Molecular assays like PCR have been designed to overcome the limitations of culture and antigen detection tests and were extensively evaluated for the diagnosis of pyogenic meningitis cases. It was shown that PCR could detect a greater number of positive cases compared to other methods as it does not depend on the viability of the organism and is not affected by a prior antibiotic administration. Though culture has the advantage of testing antibiotic sensitivity over PCR, the latter is more sensitive and rapid. Tzanakaki G et al., reported that conventional multiplex PCR had a positive predictive value of 100% and negative predictive value of 99.1% to 99.5%, where the pathogens could be detected earlier. The limit of detection of this test was 5-10 picogram of DNA [6]. Radstrom P et al., used a semi-nested PCR strategy and found a high sensitivity and specificity of 94% and 96 % respectively [20]. In our study, we employed conventional multiplex PCR and evaluated the utility of the test for simultaneous detection of primary pathogens causing bacterial meningitis. Multiplex PCR detected all the culture positive cases for the three targeted organisms exhibiting 100% sensitivity. Additional two cases, one each of Streptococcus pneumoniae and Haemophilus influenzae b were detected by PCR. A pan-bacterial PCR which detects all the bacterial pathogens in CSF without differentiating between the bacteria would have been a better test as we had encountered organisms other than the three targeted ones more commonly in our population.

Advances in molecular techniques have led to far more sensitive tests than conventional PCR such as real-time PCR and the LAMP assay. There were several published reports demonstrating the superiority of these tests over conventional tests in the diagnosis of pyogenic meningitis. Corless CE et al., evaluated the diagnostic accuracy of RT-PCR using S. pneumoniae, H. influenzae, and N. meningitidis specific primers in culture-confirmed cases and found that the sensitivity for S. pneumoniae was 91.8%, H. influenzae 100%, and N.meningitidis was 88.4%, while specificity for all organisms were 100% [21]. Several LAMP assays have been evaluated to assess the utility in detection of bacterial meningitis, and were found to be more accurate and rapid.

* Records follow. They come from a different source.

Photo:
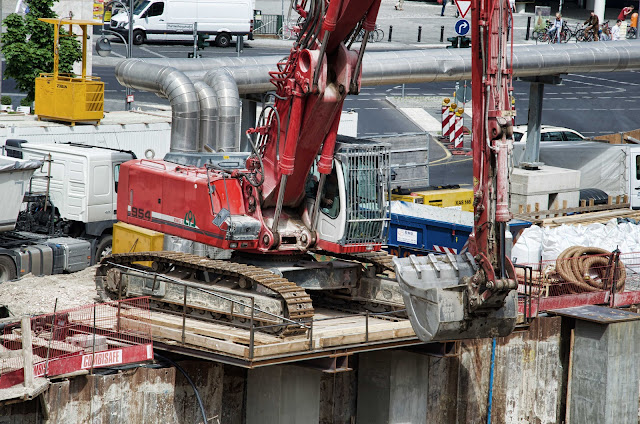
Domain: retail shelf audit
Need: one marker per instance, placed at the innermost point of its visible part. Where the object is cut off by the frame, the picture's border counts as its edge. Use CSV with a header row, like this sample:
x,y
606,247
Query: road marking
x,y
152,52
422,118
605,79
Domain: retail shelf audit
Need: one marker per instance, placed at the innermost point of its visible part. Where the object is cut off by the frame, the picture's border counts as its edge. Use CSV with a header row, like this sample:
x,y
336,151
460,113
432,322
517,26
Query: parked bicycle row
x,y
591,30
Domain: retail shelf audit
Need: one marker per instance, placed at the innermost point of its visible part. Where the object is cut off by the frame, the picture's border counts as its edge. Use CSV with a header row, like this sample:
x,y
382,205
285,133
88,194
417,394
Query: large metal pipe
x,y
208,126
232,76
174,85
429,65
226,92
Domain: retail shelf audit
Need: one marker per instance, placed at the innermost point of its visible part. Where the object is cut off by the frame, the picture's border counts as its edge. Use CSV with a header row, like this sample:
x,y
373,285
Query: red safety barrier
x,y
93,336
579,280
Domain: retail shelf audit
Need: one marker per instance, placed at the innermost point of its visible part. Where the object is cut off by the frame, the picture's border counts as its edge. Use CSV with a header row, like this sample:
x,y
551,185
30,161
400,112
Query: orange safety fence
x,y
579,278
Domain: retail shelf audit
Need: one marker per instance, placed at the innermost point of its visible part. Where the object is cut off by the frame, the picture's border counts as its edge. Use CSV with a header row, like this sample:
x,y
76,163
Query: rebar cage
x,y
366,167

Kim DW et al., in their study found that detection limit of LAMP assay was more than 100 times lower than that of conventional PCR method [22].

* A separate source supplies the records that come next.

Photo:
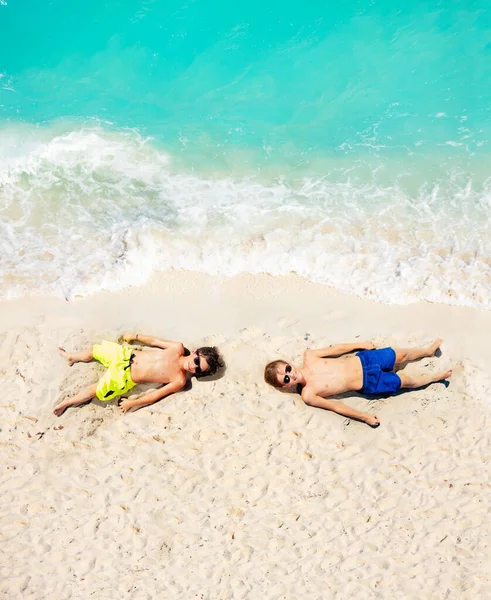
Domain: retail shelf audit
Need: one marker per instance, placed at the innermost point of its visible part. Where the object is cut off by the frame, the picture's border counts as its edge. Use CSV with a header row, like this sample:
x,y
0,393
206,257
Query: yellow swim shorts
x,y
117,379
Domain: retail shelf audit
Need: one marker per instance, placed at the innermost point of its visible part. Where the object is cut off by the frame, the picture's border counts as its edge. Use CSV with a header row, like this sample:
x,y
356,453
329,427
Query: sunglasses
x,y
197,363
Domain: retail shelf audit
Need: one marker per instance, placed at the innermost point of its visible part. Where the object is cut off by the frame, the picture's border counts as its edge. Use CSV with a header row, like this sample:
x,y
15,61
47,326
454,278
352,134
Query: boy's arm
x,y
341,409
150,340
152,396
340,349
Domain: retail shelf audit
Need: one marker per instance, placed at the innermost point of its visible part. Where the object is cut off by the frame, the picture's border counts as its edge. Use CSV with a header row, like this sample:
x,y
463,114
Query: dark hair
x,y
213,358
270,373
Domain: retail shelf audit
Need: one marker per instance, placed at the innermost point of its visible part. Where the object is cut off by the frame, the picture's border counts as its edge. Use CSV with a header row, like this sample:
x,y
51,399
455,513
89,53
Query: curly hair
x,y
213,358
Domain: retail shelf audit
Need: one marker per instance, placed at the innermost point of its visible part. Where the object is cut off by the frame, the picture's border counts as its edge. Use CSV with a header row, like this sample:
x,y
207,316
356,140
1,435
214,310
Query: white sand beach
x,y
232,490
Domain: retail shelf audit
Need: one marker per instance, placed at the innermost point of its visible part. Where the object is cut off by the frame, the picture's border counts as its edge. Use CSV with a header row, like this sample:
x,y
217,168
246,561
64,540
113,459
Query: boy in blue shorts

The small quantity of CSF received in a majority of cases which precluded centrifugation of the specimen, the probable reason for the poor sensitivity of Gram staining observed in the present study. An internal control was not used in PCR reactions, the use of which would have helped us to rule out the presence of PCR inhibitors in the specimens.


A significant shift in the aetiological agents of acute pyogenic meningitis was observed, with members of Enterobacteriaceae replacing the three primary pathogens. Molecular techniques are significantly more effective for establishing the aetiological diagnosis of pyogenic meningitis, although they cannot completely replace conventional tests. Implementation of pneumococcal vaccination in universal immunization programs is imperative as it has been found to be the most frequently isolated pathogens for which effective vaccines are available.

Financial Support

This work was supported by Jawaharlal Institute of Postgraduate Medical Education and Research (JIPMER) Intramural Research fund.